2. Anciens et nouveaux programmes, différences et complémentarité

Les programmes scolaires ne sont pas tout simplement des recettes pédagogiques mises à la disposition des enseignants afin de les transmettre à leur public. Les objectifs et les finalités sont un préalable primordial à la construction des programmes. Ils sont ainsi la concrétisation de choix idéologiques, de politiques linguistiques et éducatives de la société, de l’institution, des groupes sociaux bref des pays. L’héritage historique français a déterminé la structure scolaire et fondé le système éducatif que le Liban continue de préserver.
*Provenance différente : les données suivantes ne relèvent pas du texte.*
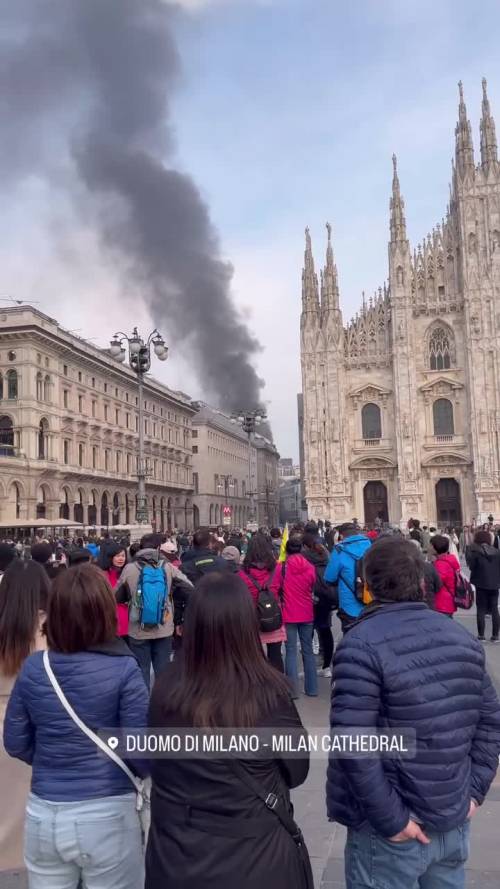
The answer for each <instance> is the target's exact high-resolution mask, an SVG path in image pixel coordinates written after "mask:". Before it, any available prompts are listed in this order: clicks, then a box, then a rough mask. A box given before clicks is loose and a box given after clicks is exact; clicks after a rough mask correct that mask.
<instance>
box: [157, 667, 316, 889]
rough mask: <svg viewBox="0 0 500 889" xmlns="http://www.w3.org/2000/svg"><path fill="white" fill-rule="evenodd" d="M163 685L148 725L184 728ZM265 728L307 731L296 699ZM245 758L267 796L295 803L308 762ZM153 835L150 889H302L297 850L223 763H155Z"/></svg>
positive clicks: (199, 759) (302, 875)
mask: <svg viewBox="0 0 500 889" xmlns="http://www.w3.org/2000/svg"><path fill="white" fill-rule="evenodd" d="M174 668H175V666H174V665H172V667H171V668H167V670H165V671H164V672H163V673H162V674H161V675H160V676H159V677H158V679H157V681H156V683H155V686H154V690H153V695H152V699H151V708H150V716H149V721H150V725H151V726H154V727H162V728H163V727H166V728H176V727H177V728H179V727H180V726H184V727H185V722H184V723H183V721H182V720H181V719H180V718H179V716H176V714H175V713H169V714H165V713H164V711H163V709H162V707H161V700H162V697H163V694H164V691H165V689H166V688H167V687H168V683H169V680H170V675H169V674H170V670H171V669H174ZM261 725H262V726H264V725H267V726H272V727H282V728H285V729H290V728H291V727H293V728H296V727H299V728H301V722H300V718H299V715H298V713H297V710H296V709H295V706H294V704H293V703H292V701H291V700H290V701H284V702H283V705H282V707H281V708H280V710H279V711H278V712H276V713H274V714H271V715H270V716H269V717H268V718H267V719H266V720H265V721H262V723H261ZM305 756H306V758H300V759H297V758H288V759H287V758H283V759H262V758H261V759H259V760H253V759H252V760H249V759H246V760H244V766H245V768H246V769H247V770H248V771H249V772H251V774H252V775H253V777H254V778H255V779H258V781H259V783H260V784H261V785H262V787H263V788H264V789H265V790H266V791H268V792H269V793H276V794H279V795H281V796H282V798H284V799H286V800H288V799H289V788H291V787H297V786H298V785H299V784H302V783H303V782H304V781H305V779H306V777H307V773H308V769H309V757H308V756H307V755H305ZM152 776H153V790H152V798H151V829H150V833H149V841H148V848H147V854H146V889H267V887H269V889H304V886H305V883H304V876H303V870H302V868H301V864H300V861H299V856H298V853H297V847H296V846H295V843H294V841H293V839H292V838H291V836H290V834H289V833H288V832H287V831H286V830H285V828H284V827H282V825H281V823H280V821H279V820H278V818H277V817H276V816H275V815H274V814H273V813H272V812H270V811H268V810H267V809H266V807H265V805H264V803H263V802H262V801H261V800H260V799H258V798H257V797H256V796H254V795H253V793H252V792H251V791H250V790H249V789H248V787H247V786H246V785H245V784H244V783H243V782H240V781H238V779H237V777H236V776H235V775H234V774H233V772H232V770H231V768H230V765H229V764H228V762H227V761H226V760H224V759H195V758H193V759H180V758H176V759H155V760H154V761H153V768H152Z"/></svg>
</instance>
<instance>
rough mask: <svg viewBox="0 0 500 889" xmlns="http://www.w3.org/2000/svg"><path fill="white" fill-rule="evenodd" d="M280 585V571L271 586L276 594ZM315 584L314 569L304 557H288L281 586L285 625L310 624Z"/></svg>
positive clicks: (280, 571)
mask: <svg viewBox="0 0 500 889" xmlns="http://www.w3.org/2000/svg"><path fill="white" fill-rule="evenodd" d="M280 584H281V571H278V572H277V574H276V575H275V577H274V580H273V582H272V584H271V589H272V591H273V592H274V593H276V592H277V591H278V590H279V588H280ZM315 584H316V569H315V568H314V566H313V565H311V563H310V562H308V561H307V559H305V558H304V556H301V555H299V554H297V555H293V556H288V557H287V560H286V563H285V580H284V584H283V593H284V596H283V621H284V622H285V623H286V624H303V623H312V621H313V620H314V609H313V589H314V586H315Z"/></svg>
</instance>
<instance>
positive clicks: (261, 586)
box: [239, 534, 286, 673]
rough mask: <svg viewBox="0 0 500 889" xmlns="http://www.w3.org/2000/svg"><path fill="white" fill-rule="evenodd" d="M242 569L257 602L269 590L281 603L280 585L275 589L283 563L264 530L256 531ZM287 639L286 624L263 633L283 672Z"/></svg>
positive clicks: (242, 573) (264, 645) (264, 639)
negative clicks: (281, 565)
mask: <svg viewBox="0 0 500 889" xmlns="http://www.w3.org/2000/svg"><path fill="white" fill-rule="evenodd" d="M239 573H240V577H241V579H242V580H243V581H244V582H245V583H246V585H247V587H248V590H249V592H250V593H251V596H252V599H253V601H254V603H255V605H257V601H258V599H259V595H260V592H261V591H262V590H269V591H270V592H272V593H273V595H274V597H275V599H276V601H277V602H278V604H279V605H280V606H281V601H280V589H279V588H276V589H274V590H271V585H272V581H273V579H274V577H275V575H278V576H281V565H280V564H277V562H276V553H275V551H274V547H273V544H272V542H271V541H270V540H268V539H267V538H266V537H265V536H264V535H263V534H254V536H253V537H252V539H251V540H250V543H249V544H248V549H247V551H246V554H245V558H244V560H243V565H242V567H241V568H240V572H239ZM285 640H286V630H285V626H284V624H282V626H281V627H279V629H277V630H271V632H269V633H261V634H260V641H261V643H262V645H264V646H265V651H266V653H267V658H268V660H269V662H270V663H271V664H272V665H273V667H276V669H277V670H279V671H280V673H283V672H284V665H283V656H282V647H283V642H284V641H285Z"/></svg>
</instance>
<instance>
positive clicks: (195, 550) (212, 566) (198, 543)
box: [182, 528, 227, 584]
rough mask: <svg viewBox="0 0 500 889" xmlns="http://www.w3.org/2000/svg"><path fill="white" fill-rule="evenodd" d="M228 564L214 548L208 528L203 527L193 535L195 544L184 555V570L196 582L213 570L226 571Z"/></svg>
mask: <svg viewBox="0 0 500 889" xmlns="http://www.w3.org/2000/svg"><path fill="white" fill-rule="evenodd" d="M226 568H227V564H226V562H225V560H224V559H222V558H221V556H219V555H217V554H216V553H215V552H214V550H213V542H212V535H211V533H210V531H209V529H208V528H201V529H200V530H199V531H196V532H195V534H194V536H193V546H192V548H191V549H188V550H187V552H185V553H184V554H183V556H182V570H183V572H184V574H185V575H186V577H187V578H188V579H189V580H190V581H191V583H193V584H195V583H196V582H197V581H198V580H200V579H201V578H202V577H203V576H204V575H205V574H209V573H210V572H211V571H225V570H226Z"/></svg>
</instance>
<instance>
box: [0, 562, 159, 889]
mask: <svg viewBox="0 0 500 889" xmlns="http://www.w3.org/2000/svg"><path fill="white" fill-rule="evenodd" d="M46 634H47V647H48V650H49V655H48V661H47V662H46V661H45V660H44V659H43V657H42V653H41V652H38V653H35V654H32V655H31V656H30V657H28V658H27V659H26V661H25V663H24V664H23V667H22V669H21V672H20V674H19V676H18V678H17V680H16V684H15V686H14V689H13V692H12V695H11V697H10V700H9V703H8V706H7V712H6V715H5V735H4V737H5V748H6V750H7V752H8V753H9V754H10V756H13V757H15V758H16V759H20V760H22V761H23V762H27V763H32V767H33V773H32V781H31V793H30V794H29V796H28V804H27V807H26V843H25V861H26V867H27V869H28V873H29V885H30V889H52V887H56V886H64V887H65V889H77V886H78V885H79V882H80V880H81V883H82V884H83V885H84V886H86V887H88V889H101V887H108V886H109V887H111V886H116V887H120V889H139V887H140V886H141V885H142V881H143V877H144V868H143V860H142V837H141V829H140V824H139V819H138V815H137V809H136V805H137V793H136V788H135V786H134V784H133V783H132V781H131V779H130V777H129V776H127V775H126V774H125V773H124V772H123V771H122V769H121V768H120V767H119V766H118V765H117V764H116V763H115V762H113V761H112V760H111V759H110V758H109V757H107V756H106V755H103V753H102V752H101V751H100V749H99V748H98V747H97V745H96V744H95V743H94V741H93V740H92V739H91V738H89V737H88V735H87V733H86V732H84V731H83V729H82V727H81V725H79V724H78V723H77V722H76V721H75V720H74V719H73V716H72V715H70V713H69V712H68V710H67V707H66V705H65V704H64V703H63V701H62V700H61V698H60V696H59V694H58V692H57V690H56V687H57V686H59V689H60V690H62V695H63V696H64V697H65V698H66V701H67V703H69V705H70V706H71V708H72V709H73V711H74V712H75V714H76V716H77V717H78V719H79V720H80V721H81V723H83V725H84V726H86V727H87V728H88V729H90V730H92V731H93V732H95V733H97V732H98V731H99V730H102V729H116V730H117V731H118V730H119V729H121V728H133V729H140V728H141V727H144V726H145V725H146V721H147V708H148V693H147V690H146V686H145V684H144V680H143V678H142V674H141V671H140V669H139V665H138V664H137V662H136V660H135V658H134V657H133V656H132V654H131V652H130V649H129V648H128V647H127V646H126V645H125V643H124V642H123V641H122V640H120V639H117V638H116V603H115V598H114V595H113V591H112V590H111V588H110V586H109V584H108V582H107V581H106V579H105V577H104V576H103V574H102V571H100V570H99V569H98V568H97V566H95V565H89V564H88V563H85V564H82V565H79V566H77V567H75V568H69V569H68V570H67V571H61V574H60V575H59V577H57V579H56V580H55V581H54V582H53V584H52V587H51V590H50V593H49V598H48V605H47V620H46ZM56 684H57V686H56ZM66 696H67V697H66ZM131 767H132V769H133V770H134V771H136V772H137V771H138V772H139V773H140V774H142V775H144V774H145V772H147V770H148V767H147V764H145V763H141V762H139V761H138V760H134V762H133V763H131ZM8 808H9V807H8V806H6V807H5V809H6V810H8Z"/></svg>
Le cadre de référence théorique et méthodologique, aussi bien sur le plan linguistique que didactique pour l’enseignement-apprentissage du français était/est la France. Afin d’établir brièvement un rapport sur les pratiques et les modalités d’enseignement da la langue française avant et après la réforme de 1997, la question suivante a été posée aux enseignants :

Quels sont d’après vous, les principaux changements qui ont été introduits aux programmes et aux objectifs de l’enseignement du français après 1997 ?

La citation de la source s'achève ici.